Beginning in the new year and concluding with the Super Bowl at the beginning of February, when it’s cold and everything is depressing, the NFL playoffs are short, sweet and strong in the TV ratings department.
Made up of just 11 games, the one-and-done tournament is one of the best products in all of professional sports and has produced 12 different champions over the last 20 seasons.
But, for some reason, NFL owners want to fix what isn’t broken and on Thursday approved a proposed CBA that would expand he NFL’s playoff field to include seven teams from each conference, 14 overall, starting this season.
As part of that expansion, only the top-seeded team from each conference would receive a bye in the first round of the playoffs and there would be six games on wild-card weekend instead of four.
If the players approve that plan and it goes into effect, the next NFL postseason will have more quantity, but the quality — and parity — will be reduced.
Prior to this year’s playoffs, teams that were seeded No.3-6 had only advanced to the Super Bowl 12 times — two No. 3s, seven No. 4s, one No. 5 and two No. 6s — since 1990, when the current 12-team playoff format was introduced.
In contrast, teams with a first-round bye had reached the Super Bowl 46 times in that span.
Broadening the sample to 1975 when the league instituted its seeding system, the No. 1 or No. 2 seeds had reached the Super Bowl 71 times while all other seeds got there just 17 times. In that same timespan, only 10 of the eventual 44 champions were seeded Nos. 3-6.
That means, historically, having a top seed and a first-round bye is nearly a prerequisite for making, and winning, the Super Bowl.
There was no change in that dynamic during this year’s playoffs as the No. 1-seeded 49ers took on the No. 2-seeded Chiefs in Miami.
However, had this season’s playoffs been played using the system which seems likely to be in place for the this season’s edition of the postseason, that may have not have been the case as the Chiefs, as a No. 2 seed wouldn’t have had a bye week and would have been forced to play the No. 7 seed on wild-card weekend.
In this case, that No. 7 seed would have been the Pittsburgh Steelers and the Chiefs would have, in all probability, wiped the floor with them and advanced. But, there’s no way to know the toll the game could have taken on their team.
What we can take a better guess at is that the first-round game between the Patrick Mahomes-led Chiefs and the Ben Roethlisberger-less Steelers would have been an unwatchable bloodbath, well below the quality of football NFL fans have come to expect on wild-card weekend.
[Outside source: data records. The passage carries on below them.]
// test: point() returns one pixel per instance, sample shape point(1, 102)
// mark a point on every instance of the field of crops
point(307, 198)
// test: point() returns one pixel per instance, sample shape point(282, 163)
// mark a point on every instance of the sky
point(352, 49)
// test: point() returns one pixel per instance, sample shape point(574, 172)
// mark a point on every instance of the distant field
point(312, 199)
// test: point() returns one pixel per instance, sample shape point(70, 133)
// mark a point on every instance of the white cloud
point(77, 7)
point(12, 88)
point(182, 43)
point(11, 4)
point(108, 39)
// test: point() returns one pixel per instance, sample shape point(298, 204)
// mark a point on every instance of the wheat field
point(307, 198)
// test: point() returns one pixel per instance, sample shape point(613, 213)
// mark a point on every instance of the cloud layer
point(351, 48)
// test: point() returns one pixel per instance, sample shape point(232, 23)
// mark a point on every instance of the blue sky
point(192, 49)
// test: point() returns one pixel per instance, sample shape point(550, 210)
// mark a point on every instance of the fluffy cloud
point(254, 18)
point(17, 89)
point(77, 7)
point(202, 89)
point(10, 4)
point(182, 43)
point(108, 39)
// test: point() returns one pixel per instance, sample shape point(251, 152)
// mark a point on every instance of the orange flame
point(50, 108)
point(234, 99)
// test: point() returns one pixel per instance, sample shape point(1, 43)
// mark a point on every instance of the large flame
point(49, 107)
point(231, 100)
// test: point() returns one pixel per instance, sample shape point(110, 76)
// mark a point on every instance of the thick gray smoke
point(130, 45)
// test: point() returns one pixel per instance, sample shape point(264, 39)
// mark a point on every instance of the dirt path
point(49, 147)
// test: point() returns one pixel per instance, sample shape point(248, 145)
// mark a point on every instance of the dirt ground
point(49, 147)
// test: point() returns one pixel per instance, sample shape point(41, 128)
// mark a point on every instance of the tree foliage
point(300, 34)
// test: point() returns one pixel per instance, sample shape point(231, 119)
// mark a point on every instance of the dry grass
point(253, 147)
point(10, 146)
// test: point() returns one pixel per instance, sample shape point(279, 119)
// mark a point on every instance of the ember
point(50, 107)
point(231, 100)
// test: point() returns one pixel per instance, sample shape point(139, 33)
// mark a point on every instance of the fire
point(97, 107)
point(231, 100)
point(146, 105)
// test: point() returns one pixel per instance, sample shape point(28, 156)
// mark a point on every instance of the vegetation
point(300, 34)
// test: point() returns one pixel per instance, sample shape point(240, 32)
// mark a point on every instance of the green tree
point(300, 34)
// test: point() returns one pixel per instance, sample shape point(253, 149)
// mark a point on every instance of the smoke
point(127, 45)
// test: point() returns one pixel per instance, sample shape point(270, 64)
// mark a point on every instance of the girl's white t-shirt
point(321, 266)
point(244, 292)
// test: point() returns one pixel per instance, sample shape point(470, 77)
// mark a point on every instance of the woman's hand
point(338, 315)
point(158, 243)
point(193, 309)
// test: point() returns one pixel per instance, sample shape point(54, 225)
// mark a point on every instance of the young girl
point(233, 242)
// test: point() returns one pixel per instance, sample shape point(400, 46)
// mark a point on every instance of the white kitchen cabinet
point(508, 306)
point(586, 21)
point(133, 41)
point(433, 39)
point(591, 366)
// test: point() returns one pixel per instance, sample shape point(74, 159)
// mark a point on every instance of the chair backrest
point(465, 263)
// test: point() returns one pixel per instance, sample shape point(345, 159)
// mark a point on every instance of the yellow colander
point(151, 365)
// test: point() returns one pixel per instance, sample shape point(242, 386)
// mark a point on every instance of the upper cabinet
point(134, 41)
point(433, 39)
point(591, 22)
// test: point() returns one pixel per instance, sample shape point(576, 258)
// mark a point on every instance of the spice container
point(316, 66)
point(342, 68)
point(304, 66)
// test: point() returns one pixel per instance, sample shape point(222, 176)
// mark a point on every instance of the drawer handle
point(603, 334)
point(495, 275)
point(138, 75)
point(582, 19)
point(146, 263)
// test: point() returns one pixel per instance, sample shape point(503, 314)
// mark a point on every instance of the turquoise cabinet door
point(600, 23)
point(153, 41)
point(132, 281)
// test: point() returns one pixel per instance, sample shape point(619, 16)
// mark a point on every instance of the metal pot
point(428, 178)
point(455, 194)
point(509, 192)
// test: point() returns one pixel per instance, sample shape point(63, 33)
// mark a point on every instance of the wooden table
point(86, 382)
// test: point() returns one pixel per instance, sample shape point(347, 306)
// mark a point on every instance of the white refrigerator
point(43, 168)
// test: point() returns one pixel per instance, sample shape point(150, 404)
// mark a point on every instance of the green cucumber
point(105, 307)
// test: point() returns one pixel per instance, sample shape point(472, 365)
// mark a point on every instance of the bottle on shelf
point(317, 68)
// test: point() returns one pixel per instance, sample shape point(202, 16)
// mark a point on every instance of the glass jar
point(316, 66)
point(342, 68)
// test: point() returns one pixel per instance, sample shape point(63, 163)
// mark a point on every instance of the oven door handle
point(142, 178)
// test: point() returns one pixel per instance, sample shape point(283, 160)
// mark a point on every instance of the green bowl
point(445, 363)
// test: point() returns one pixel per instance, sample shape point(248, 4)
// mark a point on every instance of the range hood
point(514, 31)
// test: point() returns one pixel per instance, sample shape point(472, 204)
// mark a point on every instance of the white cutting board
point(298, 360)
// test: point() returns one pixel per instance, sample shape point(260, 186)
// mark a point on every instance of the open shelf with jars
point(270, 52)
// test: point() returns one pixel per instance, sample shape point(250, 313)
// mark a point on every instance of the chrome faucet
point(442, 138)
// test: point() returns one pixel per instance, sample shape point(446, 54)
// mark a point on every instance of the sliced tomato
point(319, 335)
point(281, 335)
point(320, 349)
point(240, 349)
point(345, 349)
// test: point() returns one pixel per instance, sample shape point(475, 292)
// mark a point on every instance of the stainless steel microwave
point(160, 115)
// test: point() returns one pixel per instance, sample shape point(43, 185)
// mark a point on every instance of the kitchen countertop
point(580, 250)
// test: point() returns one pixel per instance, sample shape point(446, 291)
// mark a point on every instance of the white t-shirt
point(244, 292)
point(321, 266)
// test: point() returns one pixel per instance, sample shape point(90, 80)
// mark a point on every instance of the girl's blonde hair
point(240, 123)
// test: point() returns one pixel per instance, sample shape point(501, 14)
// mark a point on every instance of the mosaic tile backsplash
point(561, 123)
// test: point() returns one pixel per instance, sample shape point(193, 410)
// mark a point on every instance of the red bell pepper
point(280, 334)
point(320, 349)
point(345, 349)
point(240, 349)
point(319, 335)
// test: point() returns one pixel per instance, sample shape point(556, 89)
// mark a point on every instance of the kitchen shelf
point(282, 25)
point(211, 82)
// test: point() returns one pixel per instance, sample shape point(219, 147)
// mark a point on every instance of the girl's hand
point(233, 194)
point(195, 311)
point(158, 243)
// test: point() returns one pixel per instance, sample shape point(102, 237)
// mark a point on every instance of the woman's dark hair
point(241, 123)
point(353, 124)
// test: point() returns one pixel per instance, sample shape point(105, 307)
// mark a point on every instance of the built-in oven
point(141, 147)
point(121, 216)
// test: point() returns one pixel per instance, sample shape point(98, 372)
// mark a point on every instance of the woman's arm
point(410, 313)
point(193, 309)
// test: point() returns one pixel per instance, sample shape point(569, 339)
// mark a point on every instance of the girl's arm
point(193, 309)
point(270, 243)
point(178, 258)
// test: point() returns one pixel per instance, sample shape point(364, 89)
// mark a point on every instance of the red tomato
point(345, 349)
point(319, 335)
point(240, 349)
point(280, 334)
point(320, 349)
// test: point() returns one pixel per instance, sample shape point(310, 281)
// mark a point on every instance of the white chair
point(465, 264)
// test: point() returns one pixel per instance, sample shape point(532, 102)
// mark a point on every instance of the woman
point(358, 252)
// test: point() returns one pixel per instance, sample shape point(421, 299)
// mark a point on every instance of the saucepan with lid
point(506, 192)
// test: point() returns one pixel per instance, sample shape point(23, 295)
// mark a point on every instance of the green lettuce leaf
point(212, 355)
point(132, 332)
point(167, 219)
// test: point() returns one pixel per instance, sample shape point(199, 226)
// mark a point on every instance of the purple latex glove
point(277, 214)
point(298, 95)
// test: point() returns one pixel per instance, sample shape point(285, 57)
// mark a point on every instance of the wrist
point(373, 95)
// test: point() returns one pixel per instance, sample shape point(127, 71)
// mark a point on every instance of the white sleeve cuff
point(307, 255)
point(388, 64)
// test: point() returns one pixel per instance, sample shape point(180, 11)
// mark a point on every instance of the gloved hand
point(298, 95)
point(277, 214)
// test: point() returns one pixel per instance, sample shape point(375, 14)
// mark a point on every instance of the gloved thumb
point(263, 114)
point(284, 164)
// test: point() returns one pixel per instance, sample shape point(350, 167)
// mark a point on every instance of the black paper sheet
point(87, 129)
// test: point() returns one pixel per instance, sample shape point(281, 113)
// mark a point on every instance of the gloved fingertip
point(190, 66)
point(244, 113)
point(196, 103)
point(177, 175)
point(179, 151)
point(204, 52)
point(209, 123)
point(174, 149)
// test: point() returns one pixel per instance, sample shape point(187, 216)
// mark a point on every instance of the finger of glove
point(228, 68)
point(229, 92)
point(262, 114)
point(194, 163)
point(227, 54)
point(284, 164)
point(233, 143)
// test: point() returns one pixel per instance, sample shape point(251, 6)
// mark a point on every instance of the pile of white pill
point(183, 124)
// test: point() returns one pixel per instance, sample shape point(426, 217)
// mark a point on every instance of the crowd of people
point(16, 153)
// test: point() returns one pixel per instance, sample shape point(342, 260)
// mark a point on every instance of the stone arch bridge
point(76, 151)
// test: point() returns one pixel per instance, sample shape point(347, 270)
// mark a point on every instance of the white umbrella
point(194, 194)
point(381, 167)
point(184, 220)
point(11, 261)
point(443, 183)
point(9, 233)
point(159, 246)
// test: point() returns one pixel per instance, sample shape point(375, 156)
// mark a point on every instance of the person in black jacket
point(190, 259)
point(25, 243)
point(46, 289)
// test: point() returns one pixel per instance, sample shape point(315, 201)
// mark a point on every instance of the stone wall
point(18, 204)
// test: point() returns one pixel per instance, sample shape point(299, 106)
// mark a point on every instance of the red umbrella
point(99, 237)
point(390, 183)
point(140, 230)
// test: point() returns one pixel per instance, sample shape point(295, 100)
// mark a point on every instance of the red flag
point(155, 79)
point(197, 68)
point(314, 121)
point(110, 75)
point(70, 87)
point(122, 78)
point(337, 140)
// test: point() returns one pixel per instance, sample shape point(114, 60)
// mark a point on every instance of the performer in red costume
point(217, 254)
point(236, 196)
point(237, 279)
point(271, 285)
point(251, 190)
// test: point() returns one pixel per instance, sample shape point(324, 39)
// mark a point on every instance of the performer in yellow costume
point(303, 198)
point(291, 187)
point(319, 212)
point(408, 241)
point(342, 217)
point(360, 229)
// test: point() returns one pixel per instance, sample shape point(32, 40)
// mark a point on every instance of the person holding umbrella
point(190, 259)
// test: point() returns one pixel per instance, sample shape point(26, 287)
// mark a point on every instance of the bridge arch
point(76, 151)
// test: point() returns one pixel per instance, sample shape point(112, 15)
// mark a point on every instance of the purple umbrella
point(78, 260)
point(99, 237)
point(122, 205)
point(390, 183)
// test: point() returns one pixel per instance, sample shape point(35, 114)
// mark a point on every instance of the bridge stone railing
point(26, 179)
So, by eliminating the bye week for the No. 2 seeds and instead forcing them to play No. 7 seeds over wild-card weekend the NFL will be creating a trio of major problems.
1. Earning a No. 1 seed and a bye week will make it even more of a lock that the top seed from each conference will make it to the Super Bowl than it already is. Already rare in the NFL playoffs, Cinderella stories of low-seeded teams making it to the first weekend in February will cease to be written.
2. Since earning a No. 2 seed will no longer include a bye week, teams will no longer make it as much of a priority to lock down the second seed. Knowing they’ll have to play on wild-card weekend anyway, NFL teams may choose to rest players even earlier in the season or not pull out all the stops in their final games in order to secure the No. 2 seed. The result? Less-than-NFL-caliber football starting earlier than it usually does (Week 17).
3. The issue of low-quality football has massive potential to drag into wild-card weekend too as now No. 2 seeds, instead of resting, will play against No. 7 seeds, the majority of whom will probably be .500 or worse. Sure, there is potential for some of these games to be good, but the odds are they’ll generally be boring slogs in comparison to what the NFL currently offers over wild-card weekend.
By messing with a good thing and eliminating the two byes, NFL owners will be adding the revenue from two extra playoff games to their pockets. But, at the same time, they’ll be eliminating some of the parity and unpredictability that has made the NFL playoffs must-see TV for decades. With the addition of the two games, they’ll also be watering down a product that was nearly perfect as is.
In 2014, NBA owner Mark Cuban predicted the greed of NFL owners to pad their bankrolls by putting out an inferior product would ultimately lead to the league’s downfall.
“I think the NFL is 10 years away from an implosion,” Cuban said six years ago. “I’m just telling you: Pigs get fat, hogs get slaughtered. And they’re getting hoggy … When you try to take it too far, people turn the other way. I’m just telling you, when you’ve got a good thing and you get greedy, it always, always, always, always, always turns on you. That’s rule No. 1 of business.”
While he may have been a bit hasty in predicting the league’s demise, Cuban was dead-on about NFL owners trying to give their fans too much of a good thing.
It likely won’t come back to bite ‘em in 2020 because fans will be excited to see how the new playoff format will work, but things may change once the bloom is off the rose. And it will come off.